Ein Kaiser regiert einen Staat, der Papst ist das Oberhaupt der Kathlosischen Kirche.

Ist in etwa zu Fragen wer höher im Rang ist, der Vorsitzende vom Schachclub oder der Vorsitzende vom Debattierclub (beides Pfeifen!)

Beide waren im Mittelalter gleich vile wert, der Kaiser der Weltliche Herrscher, der Pabst der

göttliche.
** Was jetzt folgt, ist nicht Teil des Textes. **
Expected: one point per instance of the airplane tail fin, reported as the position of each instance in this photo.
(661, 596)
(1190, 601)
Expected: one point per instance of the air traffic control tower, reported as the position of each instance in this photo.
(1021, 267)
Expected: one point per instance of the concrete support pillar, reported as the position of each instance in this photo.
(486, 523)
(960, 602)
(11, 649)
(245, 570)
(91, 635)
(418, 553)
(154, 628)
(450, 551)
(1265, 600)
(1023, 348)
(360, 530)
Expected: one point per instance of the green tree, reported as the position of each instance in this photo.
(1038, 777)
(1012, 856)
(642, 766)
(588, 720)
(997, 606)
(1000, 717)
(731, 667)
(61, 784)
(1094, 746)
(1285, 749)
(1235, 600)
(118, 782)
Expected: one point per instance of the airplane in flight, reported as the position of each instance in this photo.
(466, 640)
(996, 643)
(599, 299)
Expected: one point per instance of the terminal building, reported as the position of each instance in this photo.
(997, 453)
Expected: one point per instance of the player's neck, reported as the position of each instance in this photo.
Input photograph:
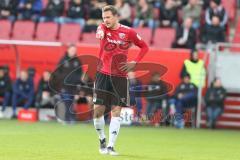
(116, 26)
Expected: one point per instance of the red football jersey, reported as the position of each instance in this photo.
(114, 48)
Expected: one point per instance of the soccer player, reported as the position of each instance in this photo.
(111, 85)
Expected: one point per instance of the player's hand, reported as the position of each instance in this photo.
(100, 34)
(126, 67)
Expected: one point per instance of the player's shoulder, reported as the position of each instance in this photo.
(101, 26)
(124, 27)
(127, 29)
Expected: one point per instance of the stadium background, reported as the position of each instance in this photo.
(25, 44)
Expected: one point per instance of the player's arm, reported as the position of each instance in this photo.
(138, 41)
(100, 32)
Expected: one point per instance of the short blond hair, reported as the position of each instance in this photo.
(110, 8)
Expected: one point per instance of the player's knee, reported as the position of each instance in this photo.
(98, 111)
(116, 111)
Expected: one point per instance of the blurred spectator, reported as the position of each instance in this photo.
(185, 36)
(157, 101)
(75, 14)
(44, 95)
(135, 100)
(53, 11)
(168, 14)
(5, 90)
(214, 99)
(85, 87)
(213, 33)
(144, 15)
(95, 16)
(124, 10)
(29, 9)
(216, 9)
(109, 2)
(206, 4)
(193, 10)
(8, 9)
(195, 68)
(23, 91)
(69, 75)
(185, 97)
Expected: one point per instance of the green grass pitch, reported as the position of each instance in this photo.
(53, 141)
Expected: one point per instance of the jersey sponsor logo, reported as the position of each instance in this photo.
(122, 35)
(123, 100)
(139, 37)
(94, 97)
(115, 41)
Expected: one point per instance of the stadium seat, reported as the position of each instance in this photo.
(23, 30)
(163, 37)
(69, 33)
(5, 29)
(89, 38)
(47, 31)
(145, 33)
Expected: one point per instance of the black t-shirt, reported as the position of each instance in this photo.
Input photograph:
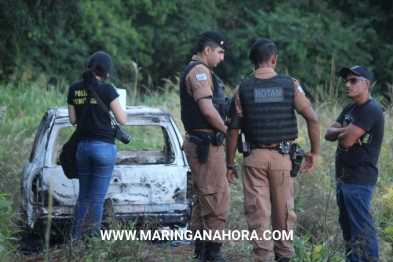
(96, 124)
(357, 164)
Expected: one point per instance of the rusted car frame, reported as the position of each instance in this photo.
(151, 180)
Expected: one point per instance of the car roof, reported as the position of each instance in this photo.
(130, 110)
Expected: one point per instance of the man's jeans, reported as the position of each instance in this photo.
(354, 204)
(95, 161)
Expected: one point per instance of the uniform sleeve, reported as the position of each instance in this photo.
(70, 96)
(111, 93)
(238, 103)
(199, 82)
(300, 99)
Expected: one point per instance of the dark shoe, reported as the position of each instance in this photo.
(282, 259)
(213, 253)
(199, 249)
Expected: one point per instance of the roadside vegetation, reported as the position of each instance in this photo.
(317, 235)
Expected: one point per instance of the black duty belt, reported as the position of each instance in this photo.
(216, 138)
(282, 147)
(256, 146)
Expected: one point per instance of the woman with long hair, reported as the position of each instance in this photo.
(96, 154)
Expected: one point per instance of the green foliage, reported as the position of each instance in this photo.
(52, 41)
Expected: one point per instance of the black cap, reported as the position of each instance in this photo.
(215, 37)
(100, 62)
(263, 42)
(357, 70)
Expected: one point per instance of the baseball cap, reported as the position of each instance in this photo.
(357, 70)
(215, 37)
(259, 44)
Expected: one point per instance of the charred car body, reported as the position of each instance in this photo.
(151, 180)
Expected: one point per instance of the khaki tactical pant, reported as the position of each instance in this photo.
(268, 194)
(210, 189)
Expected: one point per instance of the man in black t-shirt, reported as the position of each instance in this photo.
(359, 130)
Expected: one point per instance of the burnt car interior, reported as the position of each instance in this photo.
(150, 144)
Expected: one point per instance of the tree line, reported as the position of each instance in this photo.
(150, 40)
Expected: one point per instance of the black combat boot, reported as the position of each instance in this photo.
(198, 252)
(281, 259)
(213, 253)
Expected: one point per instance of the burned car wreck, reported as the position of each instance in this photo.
(151, 180)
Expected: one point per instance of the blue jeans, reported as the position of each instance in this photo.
(356, 222)
(95, 161)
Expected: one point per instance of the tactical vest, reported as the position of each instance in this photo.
(191, 115)
(268, 110)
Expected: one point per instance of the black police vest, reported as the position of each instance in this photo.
(268, 109)
(191, 115)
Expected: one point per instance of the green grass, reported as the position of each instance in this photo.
(318, 237)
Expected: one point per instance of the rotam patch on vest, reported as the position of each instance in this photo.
(269, 95)
(201, 77)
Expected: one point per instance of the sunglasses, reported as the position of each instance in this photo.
(353, 80)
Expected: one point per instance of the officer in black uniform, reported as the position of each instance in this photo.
(203, 108)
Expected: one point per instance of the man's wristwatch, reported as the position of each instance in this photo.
(231, 167)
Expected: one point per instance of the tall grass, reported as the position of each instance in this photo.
(318, 237)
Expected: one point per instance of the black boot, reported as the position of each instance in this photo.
(281, 259)
(213, 253)
(199, 249)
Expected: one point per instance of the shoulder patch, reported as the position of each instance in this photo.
(201, 77)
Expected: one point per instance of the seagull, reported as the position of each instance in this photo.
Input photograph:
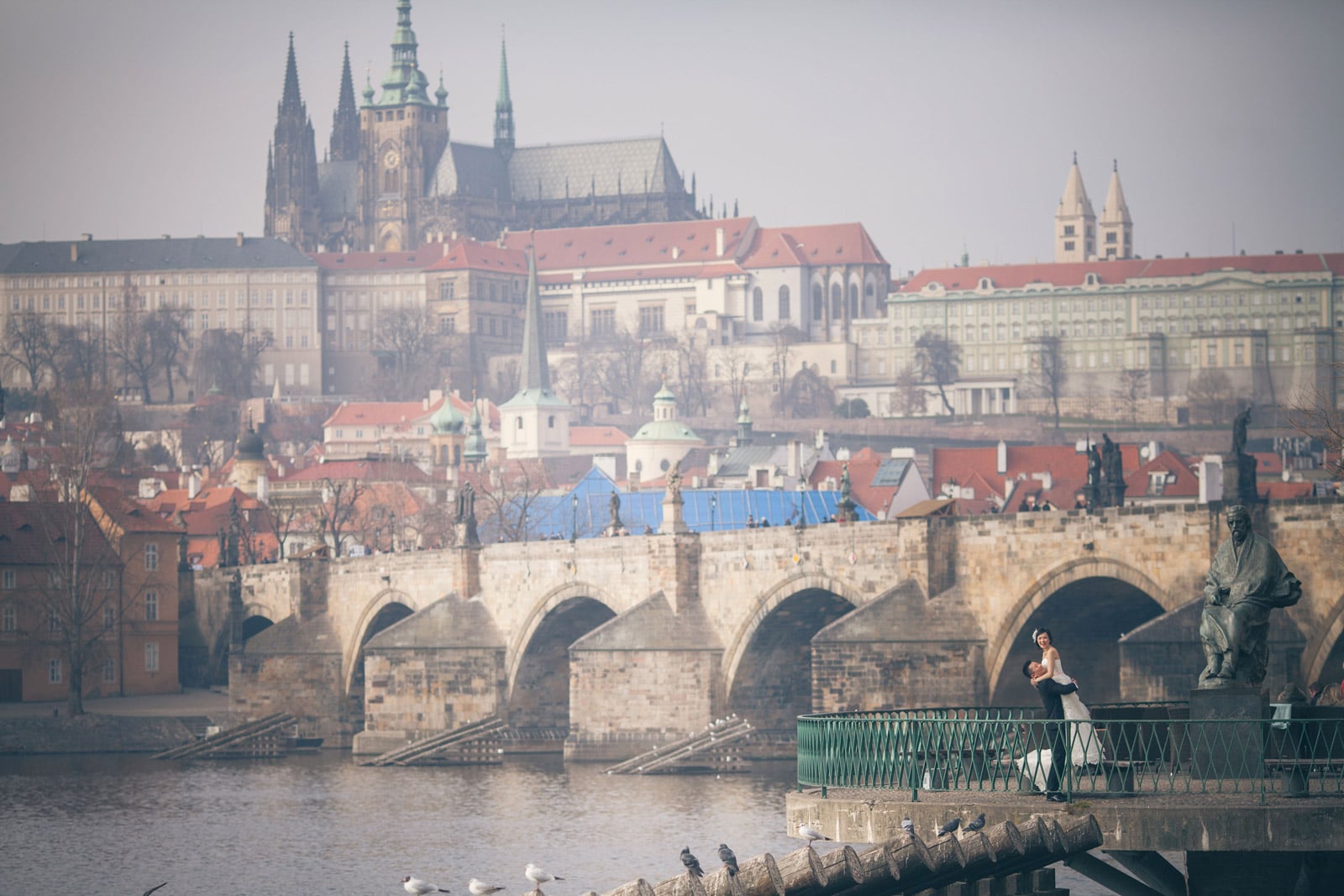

Der Pabst konnte ohne den militärische Schutz des Kaisers nicht überleben und der Kaiser ohen den Göttlichen Beistand des Pabstes nicht, denn wurde dieser verweigert, mussten die Untertahnen dem Kaiser nicht treu sein.

Wie auch der Gang nach Kanossa zeigt.

Erst in der Neuzeit ab Kaiser Napolen um 1800 wurde Kirche und Staat getrennt, weshalb dann der Kaiser mächtiger wurde.

Das war über Jahrhunderte der Streitpunkt. Es kam auf die Persönlichkeit an, die das Amt bekleidete. Höhepunkt der Auseinandersetzung war der Investiturstreit. Aber das Wormser Konkordat konnte das Problem nicht endgültig klären. Kaiser Barbarossa sah sich dann wieder als der Ranghöhere und zwischen 1305-1430 unterstand das avignonesische Papsttum dem französischen König.